Having failed in this most basic duty of government — protecting the citizens — the District has responded, in characteristic fashion, by defining deviancy down. In 2002, D.C. Police Chief Charles Ramsey lowered his department’s goals for solving homicides; where once D.C. aimed at a 65 percent clearance rate, Ramsey decided that solving around half of the city’s murders was good enough for government work.
Explaining his decision to lower the homicide clearance goal to 50.9 percent, Chief Ramsey told the Washington Post: “It’s more encouraging.… You get these stretch goals, and when you don’t even come near it, you get hammered for it.”
That’s the police department District residents are supposed to depend on. If you live in the city and someone’s breaking your door down, your only legal option is to call 911 and pray that the police arrive on time. And you’d better pray. According to City Council member Phil Mendelson, in 2002 nearly one in five 911 calls was abandoned for failure to get through promptly.
Many District residents, like the plaintiffs in Seegars, would like to have other options to protect themselves. Standing in their way is a gun control scheme of almost comic rigidity. You can’t own a handgun without a registration certificate and you can’t get a registration certificate because the District stopped issuing them to ordinary citizens in 1976. If you do happen to own a pre-1976 handgun that you registered back when disco was king, you cannot lawfully carry it from room to room in your own house without a license.
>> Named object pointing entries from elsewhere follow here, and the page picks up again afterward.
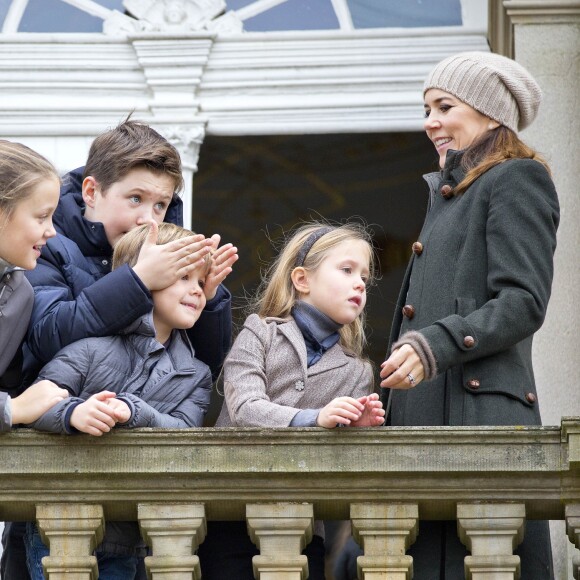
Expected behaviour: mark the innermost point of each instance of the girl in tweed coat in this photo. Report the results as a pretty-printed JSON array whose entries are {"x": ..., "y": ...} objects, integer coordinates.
[{"x": 298, "y": 362}]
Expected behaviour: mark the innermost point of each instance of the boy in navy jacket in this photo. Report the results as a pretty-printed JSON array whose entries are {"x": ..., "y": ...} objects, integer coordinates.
[{"x": 131, "y": 177}]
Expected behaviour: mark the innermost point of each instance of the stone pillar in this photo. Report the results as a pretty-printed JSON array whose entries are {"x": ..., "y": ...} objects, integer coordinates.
[
  {"x": 72, "y": 532},
  {"x": 491, "y": 532},
  {"x": 544, "y": 36},
  {"x": 280, "y": 531},
  {"x": 174, "y": 531},
  {"x": 385, "y": 532},
  {"x": 572, "y": 516}
]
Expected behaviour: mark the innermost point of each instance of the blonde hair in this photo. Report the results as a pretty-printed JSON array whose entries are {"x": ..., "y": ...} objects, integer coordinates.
[
  {"x": 493, "y": 148},
  {"x": 277, "y": 295},
  {"x": 21, "y": 170},
  {"x": 128, "y": 247}
]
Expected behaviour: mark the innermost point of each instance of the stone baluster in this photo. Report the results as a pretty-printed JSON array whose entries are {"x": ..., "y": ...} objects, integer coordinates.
[
  {"x": 280, "y": 531},
  {"x": 385, "y": 532},
  {"x": 491, "y": 532},
  {"x": 174, "y": 531},
  {"x": 572, "y": 516},
  {"x": 72, "y": 532}
]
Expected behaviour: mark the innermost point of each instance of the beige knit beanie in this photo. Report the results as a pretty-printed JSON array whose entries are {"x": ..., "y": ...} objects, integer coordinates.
[{"x": 492, "y": 84}]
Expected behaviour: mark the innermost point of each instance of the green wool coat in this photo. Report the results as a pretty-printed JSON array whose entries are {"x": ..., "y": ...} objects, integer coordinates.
[{"x": 479, "y": 290}]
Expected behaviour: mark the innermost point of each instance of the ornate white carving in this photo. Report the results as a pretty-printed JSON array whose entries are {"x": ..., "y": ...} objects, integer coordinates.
[
  {"x": 187, "y": 140},
  {"x": 175, "y": 15}
]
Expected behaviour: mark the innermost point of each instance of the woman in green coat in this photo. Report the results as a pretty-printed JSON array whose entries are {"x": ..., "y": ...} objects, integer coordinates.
[{"x": 478, "y": 283}]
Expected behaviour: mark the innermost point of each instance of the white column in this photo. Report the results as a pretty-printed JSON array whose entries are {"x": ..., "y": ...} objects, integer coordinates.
[
  {"x": 280, "y": 531},
  {"x": 174, "y": 532},
  {"x": 385, "y": 532},
  {"x": 546, "y": 40}
]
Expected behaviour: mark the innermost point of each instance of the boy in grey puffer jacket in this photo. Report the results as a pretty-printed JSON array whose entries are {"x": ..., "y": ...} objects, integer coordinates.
[{"x": 147, "y": 376}]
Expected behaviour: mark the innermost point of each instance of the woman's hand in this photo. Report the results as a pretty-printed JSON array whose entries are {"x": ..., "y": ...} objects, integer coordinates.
[
  {"x": 222, "y": 261},
  {"x": 403, "y": 369},
  {"x": 35, "y": 401},
  {"x": 373, "y": 414}
]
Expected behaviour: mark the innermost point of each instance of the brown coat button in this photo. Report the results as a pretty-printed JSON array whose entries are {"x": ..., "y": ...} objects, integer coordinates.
[
  {"x": 417, "y": 248},
  {"x": 446, "y": 191}
]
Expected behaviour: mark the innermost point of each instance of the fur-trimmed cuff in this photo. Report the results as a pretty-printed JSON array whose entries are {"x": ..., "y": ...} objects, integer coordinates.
[{"x": 422, "y": 348}]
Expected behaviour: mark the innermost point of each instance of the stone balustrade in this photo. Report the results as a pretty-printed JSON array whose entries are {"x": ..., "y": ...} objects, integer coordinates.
[{"x": 490, "y": 480}]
And you can’t get a license.
You can register certain rifles and shotguns. You just can’t legally use them when your life is threatened. District law requires all guns to be “unloaded and disassembled or bound by a trigger lock” at all times — and it makes no exception for lawful self-defense. If a burglar confronts you in your home, and you load your shotgun to defend yourself, you’ve just committed a misdemeanor offense punishable by up to a year in jail.
One might suppose that such a regulatory scheme constitutes an infringement on the right of the people to keep and bear arms, if anything does. But Judge Walton disagrees, declaring in the Seegars opinion that “the Second Amendment does not confer an individual right to possess firearms” but rather grants some vague, unenforceable collective right.
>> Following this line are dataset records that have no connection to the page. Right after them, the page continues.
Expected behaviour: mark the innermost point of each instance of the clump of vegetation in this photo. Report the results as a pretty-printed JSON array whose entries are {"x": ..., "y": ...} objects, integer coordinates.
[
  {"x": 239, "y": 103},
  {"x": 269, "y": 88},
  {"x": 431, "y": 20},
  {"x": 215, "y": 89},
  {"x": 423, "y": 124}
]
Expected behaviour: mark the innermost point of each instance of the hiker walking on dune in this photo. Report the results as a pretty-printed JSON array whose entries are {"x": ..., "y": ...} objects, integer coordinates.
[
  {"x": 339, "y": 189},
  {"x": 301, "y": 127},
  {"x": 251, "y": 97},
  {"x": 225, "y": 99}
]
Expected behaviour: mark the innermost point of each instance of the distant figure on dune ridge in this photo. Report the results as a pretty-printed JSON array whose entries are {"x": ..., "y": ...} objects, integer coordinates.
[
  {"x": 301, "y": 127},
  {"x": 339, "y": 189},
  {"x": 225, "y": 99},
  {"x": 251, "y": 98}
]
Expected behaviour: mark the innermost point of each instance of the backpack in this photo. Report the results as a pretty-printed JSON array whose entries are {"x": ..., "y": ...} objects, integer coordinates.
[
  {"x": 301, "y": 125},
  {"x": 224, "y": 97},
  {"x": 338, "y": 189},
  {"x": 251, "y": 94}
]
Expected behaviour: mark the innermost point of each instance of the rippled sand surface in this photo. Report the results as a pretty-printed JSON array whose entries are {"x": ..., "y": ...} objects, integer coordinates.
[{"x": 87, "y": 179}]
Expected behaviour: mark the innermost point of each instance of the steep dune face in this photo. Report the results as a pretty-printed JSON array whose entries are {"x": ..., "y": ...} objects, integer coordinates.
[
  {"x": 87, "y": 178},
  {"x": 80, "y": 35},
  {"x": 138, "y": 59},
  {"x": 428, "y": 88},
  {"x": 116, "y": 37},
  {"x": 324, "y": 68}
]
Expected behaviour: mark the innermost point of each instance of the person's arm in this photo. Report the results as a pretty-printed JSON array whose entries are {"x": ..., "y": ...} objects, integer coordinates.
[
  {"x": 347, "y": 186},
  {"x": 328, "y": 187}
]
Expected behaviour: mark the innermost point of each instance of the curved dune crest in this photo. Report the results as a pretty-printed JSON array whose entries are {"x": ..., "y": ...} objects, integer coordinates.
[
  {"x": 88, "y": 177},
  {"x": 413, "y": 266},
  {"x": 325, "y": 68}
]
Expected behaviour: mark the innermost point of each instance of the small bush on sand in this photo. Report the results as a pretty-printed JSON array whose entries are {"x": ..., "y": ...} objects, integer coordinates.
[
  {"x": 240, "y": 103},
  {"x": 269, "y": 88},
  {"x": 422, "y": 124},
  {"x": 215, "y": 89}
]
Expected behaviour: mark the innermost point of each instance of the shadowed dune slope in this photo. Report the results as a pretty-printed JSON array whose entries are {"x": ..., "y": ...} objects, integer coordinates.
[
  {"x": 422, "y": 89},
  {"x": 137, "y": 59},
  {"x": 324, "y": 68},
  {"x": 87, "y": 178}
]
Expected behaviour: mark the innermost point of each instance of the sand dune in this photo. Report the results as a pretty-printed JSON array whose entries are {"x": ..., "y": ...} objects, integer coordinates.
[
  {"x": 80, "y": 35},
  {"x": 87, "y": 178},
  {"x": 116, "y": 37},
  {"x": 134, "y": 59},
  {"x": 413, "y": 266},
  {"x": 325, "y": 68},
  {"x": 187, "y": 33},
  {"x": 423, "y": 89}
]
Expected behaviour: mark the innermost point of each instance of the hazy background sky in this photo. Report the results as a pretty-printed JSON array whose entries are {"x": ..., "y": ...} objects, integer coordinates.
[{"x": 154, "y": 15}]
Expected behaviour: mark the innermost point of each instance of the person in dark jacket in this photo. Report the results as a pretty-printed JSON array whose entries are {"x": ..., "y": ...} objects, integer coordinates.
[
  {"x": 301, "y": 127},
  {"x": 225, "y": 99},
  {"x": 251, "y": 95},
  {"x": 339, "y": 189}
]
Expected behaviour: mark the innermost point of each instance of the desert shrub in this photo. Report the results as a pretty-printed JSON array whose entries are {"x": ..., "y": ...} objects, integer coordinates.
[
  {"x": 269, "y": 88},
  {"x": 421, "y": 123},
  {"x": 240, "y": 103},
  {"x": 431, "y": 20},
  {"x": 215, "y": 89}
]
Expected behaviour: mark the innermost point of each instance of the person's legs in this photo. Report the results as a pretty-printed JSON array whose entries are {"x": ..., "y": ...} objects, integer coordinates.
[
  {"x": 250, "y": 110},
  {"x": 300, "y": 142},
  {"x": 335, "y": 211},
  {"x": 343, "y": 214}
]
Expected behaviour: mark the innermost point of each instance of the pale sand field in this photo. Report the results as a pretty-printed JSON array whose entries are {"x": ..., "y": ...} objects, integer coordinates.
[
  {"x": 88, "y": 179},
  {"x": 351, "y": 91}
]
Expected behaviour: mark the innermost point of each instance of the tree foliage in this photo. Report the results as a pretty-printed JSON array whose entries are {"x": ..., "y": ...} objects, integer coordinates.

Walton’s interpretation is, of course, at odds with the fairly clear text of the Constitution. The Framers were careful enough with language not to confuse the “right of the people” with the rights of a state. Just as in the First and Fourth Amendments, “the right of the people” in the Second Amendment is an individual right.
A growing number of legal scholars, including such unlikely characters as Laurence Tribe and Alan Dershowitz, are coming to recognize that the Second Amendment means what it says. So too have the Fifth Circuit Court of Appeals in the Emerson case and the Justice Department. Both have endorsed the view that the “right of the people” is, well, the right of the people. This trend is one more reason Judge Walton’s decision came as such a crashing disappointment.